Tier 2: The Remorseful Ones
The Age of Innocence (1993); The Irishman (2019); Killers of the Flower Moon (2023)
Guilt (Catholic or otherwise) looms large across Scorsese’s filmography, but these three pieces are the premiere examples of how the master considers and portrays the sinking horror of regret, making us all question how we might account for our lives as we near the end of the road. Yes, this trio of films take different forms and different paths: The Age of Innocence (for my money, Scorsese’s masterpiece) melds a devastatingly beautiful romance with the frustrations of class structure, The Irishman acts as a coda to the mob stories told in Goodfellas and Casino, and Killers of the Flower Moon unfurls a sprawling, true crime saga based in America’s original sin. But by the end, all three are asking variations of the same question — can I rest easily with what I’ve done and left undone, with what I’ve said and left unsaid? For Scorsese’s protagonists, the answer is often no; for the man himself, his legacy shines much brighter and more secure.
Tier 1: The (Overtly) Religious Ones
The Last Temptation of Christ (1988); Kundun (1997); Bringing Out the Dead (1999); Silence (2016)

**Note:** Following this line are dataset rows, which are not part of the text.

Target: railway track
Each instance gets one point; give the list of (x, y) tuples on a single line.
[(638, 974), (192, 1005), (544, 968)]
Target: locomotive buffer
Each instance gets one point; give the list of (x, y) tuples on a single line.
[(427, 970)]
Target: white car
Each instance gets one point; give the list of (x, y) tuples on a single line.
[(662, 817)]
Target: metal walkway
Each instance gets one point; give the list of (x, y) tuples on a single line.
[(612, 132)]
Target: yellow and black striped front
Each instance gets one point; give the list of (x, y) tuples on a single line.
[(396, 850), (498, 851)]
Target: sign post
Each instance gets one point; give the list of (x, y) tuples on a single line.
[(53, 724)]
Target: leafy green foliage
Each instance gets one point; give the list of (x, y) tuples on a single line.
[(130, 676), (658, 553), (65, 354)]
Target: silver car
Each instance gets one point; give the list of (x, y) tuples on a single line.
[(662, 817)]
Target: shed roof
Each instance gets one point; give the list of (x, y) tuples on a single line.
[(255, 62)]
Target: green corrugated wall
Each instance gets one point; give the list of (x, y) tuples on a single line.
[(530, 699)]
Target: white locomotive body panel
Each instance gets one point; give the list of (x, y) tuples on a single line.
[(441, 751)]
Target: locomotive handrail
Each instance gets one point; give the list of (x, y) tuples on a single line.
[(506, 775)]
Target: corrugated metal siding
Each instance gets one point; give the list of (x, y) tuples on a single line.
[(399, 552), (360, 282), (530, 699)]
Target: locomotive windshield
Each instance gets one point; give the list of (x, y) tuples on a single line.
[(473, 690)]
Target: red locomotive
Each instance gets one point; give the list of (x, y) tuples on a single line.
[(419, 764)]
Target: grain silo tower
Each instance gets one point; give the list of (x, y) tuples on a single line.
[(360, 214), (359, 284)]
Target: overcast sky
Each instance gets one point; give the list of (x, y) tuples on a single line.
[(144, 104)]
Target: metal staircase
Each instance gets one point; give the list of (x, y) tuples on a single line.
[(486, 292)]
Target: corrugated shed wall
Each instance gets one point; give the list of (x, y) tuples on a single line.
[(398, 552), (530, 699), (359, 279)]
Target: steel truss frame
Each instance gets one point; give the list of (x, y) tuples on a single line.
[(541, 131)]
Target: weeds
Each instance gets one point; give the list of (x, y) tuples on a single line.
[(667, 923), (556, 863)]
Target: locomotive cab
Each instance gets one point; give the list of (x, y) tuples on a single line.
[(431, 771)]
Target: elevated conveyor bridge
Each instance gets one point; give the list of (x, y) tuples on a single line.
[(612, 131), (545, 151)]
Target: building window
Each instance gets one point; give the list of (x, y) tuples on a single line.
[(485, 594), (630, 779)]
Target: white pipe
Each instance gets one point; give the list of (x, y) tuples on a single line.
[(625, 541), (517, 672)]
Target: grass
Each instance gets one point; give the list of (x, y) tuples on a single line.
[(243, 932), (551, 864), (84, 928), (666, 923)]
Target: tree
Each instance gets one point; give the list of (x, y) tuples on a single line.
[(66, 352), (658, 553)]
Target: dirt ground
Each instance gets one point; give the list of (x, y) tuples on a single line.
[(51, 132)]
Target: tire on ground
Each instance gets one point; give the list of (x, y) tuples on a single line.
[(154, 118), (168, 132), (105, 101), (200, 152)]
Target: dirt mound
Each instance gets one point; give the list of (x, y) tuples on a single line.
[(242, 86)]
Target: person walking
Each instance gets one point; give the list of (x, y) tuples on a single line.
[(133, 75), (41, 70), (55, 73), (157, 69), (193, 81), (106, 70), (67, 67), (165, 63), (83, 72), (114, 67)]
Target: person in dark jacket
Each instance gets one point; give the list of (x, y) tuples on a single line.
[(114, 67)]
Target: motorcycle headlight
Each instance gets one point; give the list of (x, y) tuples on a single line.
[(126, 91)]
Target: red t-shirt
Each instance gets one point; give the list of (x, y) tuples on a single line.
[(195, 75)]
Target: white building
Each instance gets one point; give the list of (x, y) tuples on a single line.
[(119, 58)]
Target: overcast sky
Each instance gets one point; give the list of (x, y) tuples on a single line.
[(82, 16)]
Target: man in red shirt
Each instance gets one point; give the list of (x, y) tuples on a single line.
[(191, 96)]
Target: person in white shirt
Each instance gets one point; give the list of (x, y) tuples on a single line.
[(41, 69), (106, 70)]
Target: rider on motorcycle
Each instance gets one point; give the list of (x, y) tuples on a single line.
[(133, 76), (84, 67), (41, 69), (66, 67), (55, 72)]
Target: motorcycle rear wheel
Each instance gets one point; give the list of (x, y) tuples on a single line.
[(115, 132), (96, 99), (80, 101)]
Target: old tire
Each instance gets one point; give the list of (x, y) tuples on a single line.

It doesn’t take a genius to recognize that the nature of religion (and Catholicism in particular) is one of the central motifs of Scorsese’s career, beginning with his very first feature. But while questions of faith and forgiveness underlie many of his most popular films and drive several of his more unsavory characters, he is at his best when he foregrounds these issues, as he does across these four films in particular. Courting controversy, he has tackled both Jesus Christ and the Dalai Lama, portraying their internal struggles (whether real or imagined) with empathy and a recognition that — despite their deification — these men may be, in the end, merely men, subject to human needs and desires. By holding these figures at less of a remove, Scorsese makes us fully reconsider any faith we might have (an examination he himself does onscreen in Silence), but in the end he brings us closer to the divine than ever before.